O que se tem são dois retratos à óleo, colocados logo no corredor de entrada da casa, pendurados um em cada parede lateral. Outro quadro traz a bibliografia de Iracema. Algumas peças foram doadas, segundo Andreia, e fazem parte do patrimônio da Catedral de Guarapuava. “A maioria dos quadros estão com a família, são quadros importantes, premiados, mas alguns foram doados. A Catedral, por exemplo, tem alguns deles. Mas nós, aqui, justamente por uma questão de segurança, só expomos em situações especiais”.
            Situações estas como o aniversário de cem anos da pintora, em setembro. Ana Cláudia Kaminski, também responsável pelo Centro, diz que a ideia é ter uma programação especial em 2016. “Como é o centenário da Iracema, o que pretendemos é fazer sim uma exposição de suas obras durante todo o mês de setembro”, explica.

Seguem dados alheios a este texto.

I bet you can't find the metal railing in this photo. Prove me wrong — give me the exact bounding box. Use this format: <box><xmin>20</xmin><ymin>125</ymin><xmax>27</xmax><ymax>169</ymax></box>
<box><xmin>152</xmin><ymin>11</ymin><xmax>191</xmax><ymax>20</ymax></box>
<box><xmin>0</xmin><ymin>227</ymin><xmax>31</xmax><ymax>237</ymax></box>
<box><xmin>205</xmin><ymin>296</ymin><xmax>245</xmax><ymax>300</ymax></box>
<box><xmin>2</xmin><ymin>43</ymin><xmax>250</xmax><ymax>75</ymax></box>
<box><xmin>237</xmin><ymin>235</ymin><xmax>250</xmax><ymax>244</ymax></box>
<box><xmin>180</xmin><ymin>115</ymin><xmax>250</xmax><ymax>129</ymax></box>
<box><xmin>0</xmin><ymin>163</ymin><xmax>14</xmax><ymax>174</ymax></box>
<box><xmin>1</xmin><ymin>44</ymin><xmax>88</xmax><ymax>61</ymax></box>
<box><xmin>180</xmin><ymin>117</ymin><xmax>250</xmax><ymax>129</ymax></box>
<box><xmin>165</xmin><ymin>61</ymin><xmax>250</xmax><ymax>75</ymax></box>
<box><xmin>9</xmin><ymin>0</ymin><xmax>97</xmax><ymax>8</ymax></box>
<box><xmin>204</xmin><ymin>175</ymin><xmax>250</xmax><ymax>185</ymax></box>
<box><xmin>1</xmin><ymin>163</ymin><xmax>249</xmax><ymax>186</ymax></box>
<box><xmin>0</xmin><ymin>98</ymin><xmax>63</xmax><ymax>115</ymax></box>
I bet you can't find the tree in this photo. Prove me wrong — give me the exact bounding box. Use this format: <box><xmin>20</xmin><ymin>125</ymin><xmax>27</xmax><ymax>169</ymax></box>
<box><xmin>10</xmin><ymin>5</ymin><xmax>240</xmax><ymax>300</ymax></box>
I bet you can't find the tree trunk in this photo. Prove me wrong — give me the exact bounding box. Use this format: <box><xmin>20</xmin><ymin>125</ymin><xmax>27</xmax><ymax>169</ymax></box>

            “Marias”: luto, superação e amor

            Perder um filho é uma dor inimaginável. Uma dor que ninguém espera ter. É a inversão de uma ordem, um momento delicado e difícil de superar, onde as mães precisam, sem dúvida, de apoio. E foi buscando ajudar essas mulheres que perderam seus filhos que Mirian Baitel criou o projeto “Marias”. “Quando minha filha Mariana faleceu, com um ano e dois meses, eu procurei grupos de mães que também tinham perdido seus filhos precocemente, mas só encontrava coisas pesadas, que não condiziam com o meu sentimento de amor e saudade.”
Pensando em como reunir essas mães com a mesma dor, Mirian procurou a fotógrafa Dani Leela. “Pensei que um projeto fotográfico seria empoderador para quem participasse e inspirador para as mães que veriam as fotos. Então convidei a Dani para captar essas imagens maravilhosas. Ela mergulhou de cabeça junto comigo.”
As "Marias"
Fonte: Dani Leela, exposição "Marias"

Dani conta que o que move o projeto são sentimentos de superação e leveza, e, acima de tudo, uma homenagem carinhosa para quem já partiu. Através de reuniões com as mães, buscou-se mostrar que a união, o acolhimento e a empatia são fundamentais para esse processo de aceitação. “‘Marias’ são mulheres extraordinárias que possuem um coração generoso e uma compaixão digna de grandes almas, que toparam expor sua própria dor para poderem fazer uma transição para a superação”, explica.
E quem são as Marias? Foram convidadas para o projeto cinco mães: Cíntia, Mariane, Mayara, Tatiana e Karin, que trocando experiências e com um apoio mútuo, buscam estancar essa ferida. “Foi uma experiência bem diferente e intensa. Aprendi muito sobre a força visceral das mulheres, e também sua entrega para fragilidade, sobre superação em situações delicadas. Tudo isso acrescenta muita maturidade e sensibilidade no meu olhar como fotógrafa.”
O nome “Marias” é uma homenagem à Mariana, filha de Mirian, à Maria, filha de Mariane e uma à uma das referências mais fortes de doçura e superação: Maria, mãe de Jesus.
A exposição possui 24 fotos que foram feitas de forma orgânica e que traduzem esses sentimentos de gratidão, entrega e resiliência. “A experiência é sensacional. O Centro de Artes ganhou muito com ela. Ninguém quer expor a dor, apenas a beleza. A forma como essas mães se colocaram diante da dor da perda de um filho foi maravilhosa”, disse Andreia, enquanto caminhava entre as fotos dispostas numa das peças da casa.
E nelas há a essência dessas mulheres, com o sol entre seus cabelos. São todas Marias, de branco, com as mãos de pétalas e o coração materno. Cada uma é uma flor. Dani capta a essência e imortaliza essas mães de anjos que já se foram. Imortaliza o amor que permaneceu. São todas Marias, juntas.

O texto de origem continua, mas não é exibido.